I had previously posted an article about the flu pandemic of the late 1910s. Today, I searched more specifically on “influenza” and “masks” in that timeframe. If you’ve struggled with sewing a mask, I hope you appreciate these small finds.

“Red Cross workers of Boston, Massachusetts, removing bundles of masks for American Soldiers from table where other women are busily engaged in making them.” National Archives Identifier: 45499363

From “Comments On Influenza” in Virginia Medical Monthly, 1918.

The Face Mask: With terrible emphasis the public, as well as the profession, has had its attention drawn during this epidemic to the rise of the mask for the protection of people diseases. The surgeons while operating have used the mask during recent years to prevent disease germs from entering wounds of the patients from the mouth and nose of the surgeons. During this terrible epidemic, the proper use of a properly made mask undoubtedly protected many people from “taking” the “Spanish Flu.”

The use of the mask should become more general. At certain periods of the year, when epidemic diseases entering the body through respiratory route appear, it should be used especially by children in schools, on cars, or in moving picture theatres, etc. Of course, the mask should be properly made should be worn on same side, and should be sterilized before being again used. Measles, whooping-cough, meningitis, infantile paralysis, scarlet fever, influenza, pneumonia and tuberculosis–maybe, at least in part, held in check through this precaution. Remembering that the micro-organisms which make possible these diseases implanted and propagated in bodies of the people and disseminated therefrom to infect the respiratory passage of other bodies, every means that tends to obstruct and prevent this transplantation should be used thoroughly.

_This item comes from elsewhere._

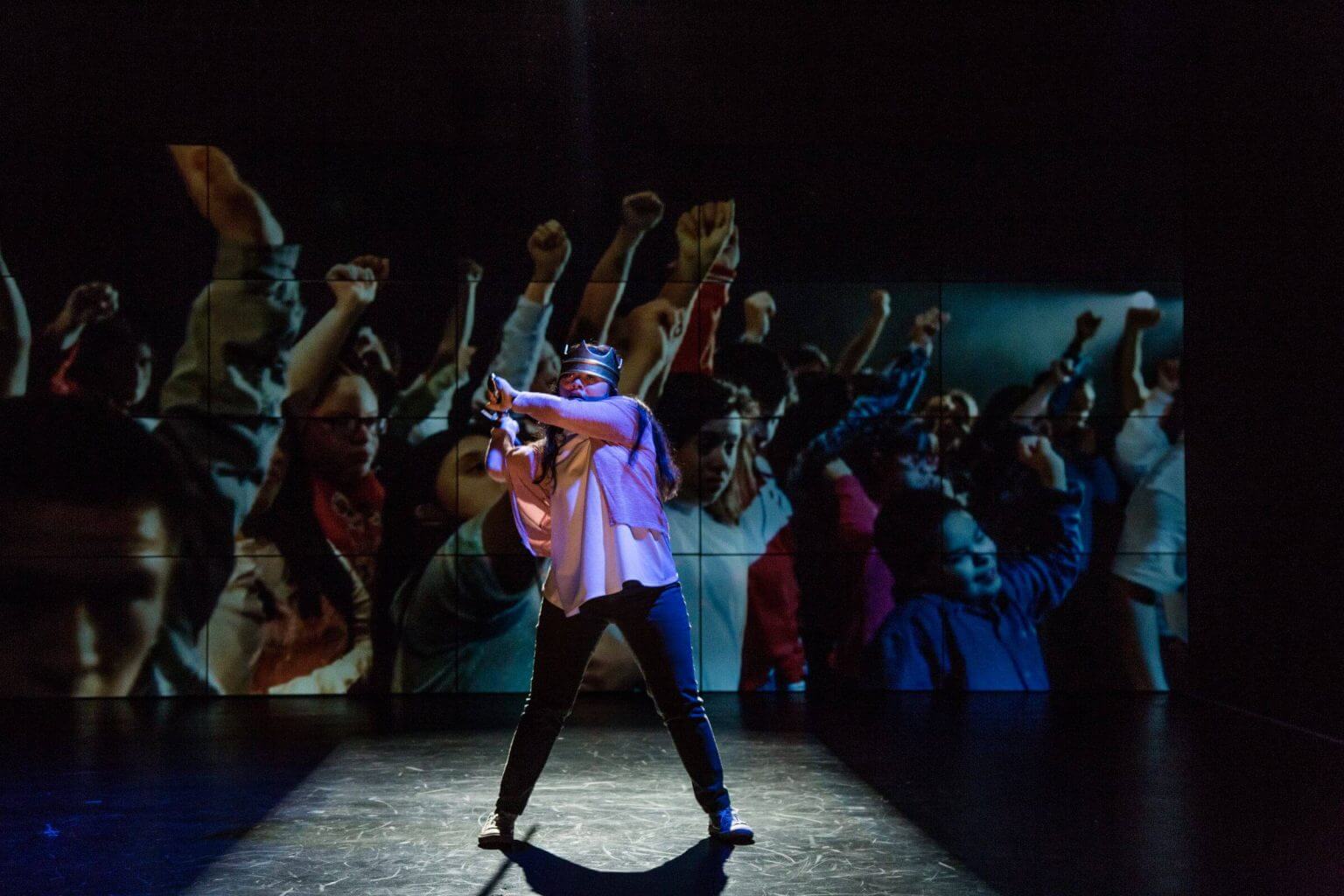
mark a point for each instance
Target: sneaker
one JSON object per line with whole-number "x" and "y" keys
{"x": 498, "y": 832}
{"x": 729, "y": 828}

In an interesting article (Jour A. M. A.  October 12th, 1918 page 1216), Doust and Lyon reported experiments with face masks and reached the following conclusions:

1 During ordinary or loud speech, infected material from the mouth is rarely projected to a distance of four feet, and usually less. A four-foot danger zone exists about the patient under these conditions.

2 During coughing, infected material from the mouth may be projected at least ten feet. The danger zone about a coughing patient has then, a minimum radius of ten feet.

3 Masks of coarse or medium gauze of from two to ten layers do not prevent the projection of infected material from the mouth during coughing. Such masks are worthless, therefore, in preventing the dissemination of respiratory infections.

4 A three layer buttercloth mask is efficient in preventing the projection of infectious material from the mouth during speaking or coughing. It is a suitable mask, therefore, be worn in connection with respiratory disease.

Then buttercloth, six by eight inches, hemmed on the edges (with four tapes), makes the best cloth mask.

From Influenza, a Study of Measures Adopted for the Control of the Epidemic, by Wilfred H. Kellogg. Issue 31 of Special Bulletin, California State Board of Health. 1919.

From “Home Treatment of Influenza” in Good Health, 1919.

While it is hoped that there will not be a repetition of the influenza epidemic which occurred last year, yet we should be very foolish to be caught as unprepared before. Even though the majority our nurses have returned from the war, there is still a great shortage in the country, and it is highly important that every woman should prepare herself to do the things in case the disease should again invade her home or neighborhood.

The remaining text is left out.